Figure 4. Basic HRV in conscious Gnasxl KO mice

Heart rate spectra were produced as in Fig. 3. A, typical HR spectra for WT (Aa) and KO mice (Ab). B, LF/HF ratio was calculated for a minimum of 10 HR spectra for each mouse during the active dark period; mean LF/HF ratio was increased in KO mice. *P≤ 0.05, n= 9 and 12 for KO and WT, respectively. Error bars indicate SEM.

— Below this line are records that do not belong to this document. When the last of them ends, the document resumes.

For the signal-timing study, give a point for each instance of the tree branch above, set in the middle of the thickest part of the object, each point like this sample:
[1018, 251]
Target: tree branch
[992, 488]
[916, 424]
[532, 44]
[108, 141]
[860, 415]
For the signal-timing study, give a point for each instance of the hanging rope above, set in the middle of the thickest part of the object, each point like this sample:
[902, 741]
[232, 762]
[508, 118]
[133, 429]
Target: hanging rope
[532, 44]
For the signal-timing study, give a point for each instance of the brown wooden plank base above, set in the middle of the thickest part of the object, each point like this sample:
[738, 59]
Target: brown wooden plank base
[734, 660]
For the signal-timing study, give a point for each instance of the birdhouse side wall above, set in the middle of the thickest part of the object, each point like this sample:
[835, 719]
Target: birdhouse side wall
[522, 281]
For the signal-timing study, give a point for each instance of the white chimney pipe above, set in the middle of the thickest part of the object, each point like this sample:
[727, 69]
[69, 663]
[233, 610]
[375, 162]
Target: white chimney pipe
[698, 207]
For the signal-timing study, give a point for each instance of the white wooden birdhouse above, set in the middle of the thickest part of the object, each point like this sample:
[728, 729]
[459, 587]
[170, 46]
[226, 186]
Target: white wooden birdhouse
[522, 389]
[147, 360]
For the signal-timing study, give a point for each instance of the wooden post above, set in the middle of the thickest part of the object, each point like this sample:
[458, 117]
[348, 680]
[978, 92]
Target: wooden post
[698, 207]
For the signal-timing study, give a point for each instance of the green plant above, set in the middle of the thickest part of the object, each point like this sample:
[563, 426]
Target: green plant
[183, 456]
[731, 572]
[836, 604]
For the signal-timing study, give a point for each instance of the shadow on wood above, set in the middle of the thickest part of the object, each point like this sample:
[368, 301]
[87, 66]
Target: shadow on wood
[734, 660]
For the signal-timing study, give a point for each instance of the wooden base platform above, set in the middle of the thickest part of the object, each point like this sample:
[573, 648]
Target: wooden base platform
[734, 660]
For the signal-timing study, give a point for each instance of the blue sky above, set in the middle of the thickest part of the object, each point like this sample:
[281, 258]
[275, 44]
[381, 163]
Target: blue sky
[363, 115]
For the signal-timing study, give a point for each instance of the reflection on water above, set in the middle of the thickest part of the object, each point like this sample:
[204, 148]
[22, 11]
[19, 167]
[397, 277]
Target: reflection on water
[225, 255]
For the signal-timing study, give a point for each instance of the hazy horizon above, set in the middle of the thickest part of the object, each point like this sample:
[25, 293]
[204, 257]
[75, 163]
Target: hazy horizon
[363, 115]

Figure 5. Heart rate and HRV responses to exendin-4 (Ex-4)

Treatments and HR recordings were carried out during the light period as in Figs 2 and 3. A, HR response over time in response to i.p. injection of 50 μg kg⁻¹ Ex-4 (arrow). B, HR is significantly increased in KO mice following Ex-4 and trended higher in WT mice. **P≤ 0.01 by Student’s paired t test. C and D, there was no significant difference in LF/HF ratio or relative change in LF/HF ratio following Ex-4 in either genotype. E and F, both genotypes had a decrease in HF power following Ex-4, although this reached significance only in WTs. The relative decrease in HF power was significant to a similar extent. *P≤ 0.05 and ***P≤ 0.001 by Student’s paired t test. Error bars indicate SEM.

Figure 6. Neuronal c-fos response to Ex-4 in the hypothalamic paraventricular nucleus (PVN)

c-fos immunohistochemistry of coronal brain sections after injection of 50 μg kg⁻¹ i.p. Ex-4. A, representative images showing high levels of c-fos in the PVN of both genotypes. B, no significant c-fos response was observed following saline injection. C, there was no significant difference in numbers of c-fos-positive neurones (per section and left/right brain side) between genotypes. This was also confirmed in a more detailed anterior–posterior PVN subregion-specific assessment (data not shown). Error bars indicate SEM.

Figure 7. c-fos response to Ex-4 in correlation to XLαs expression in the PVN

Immunofluorescence for c-fos (green) and XLαs (red) on brain sections of WT mice after Ex-4 i.p. injection. A representative image demonstrates XLαs-expressing neurones located around the periphery of the PVN, while all c-fos positive neurones are found in the centre of the PVN in a noticeably separate cell population. Of five WT mice investigated, co-localization between XLαs and c-fos was <1%.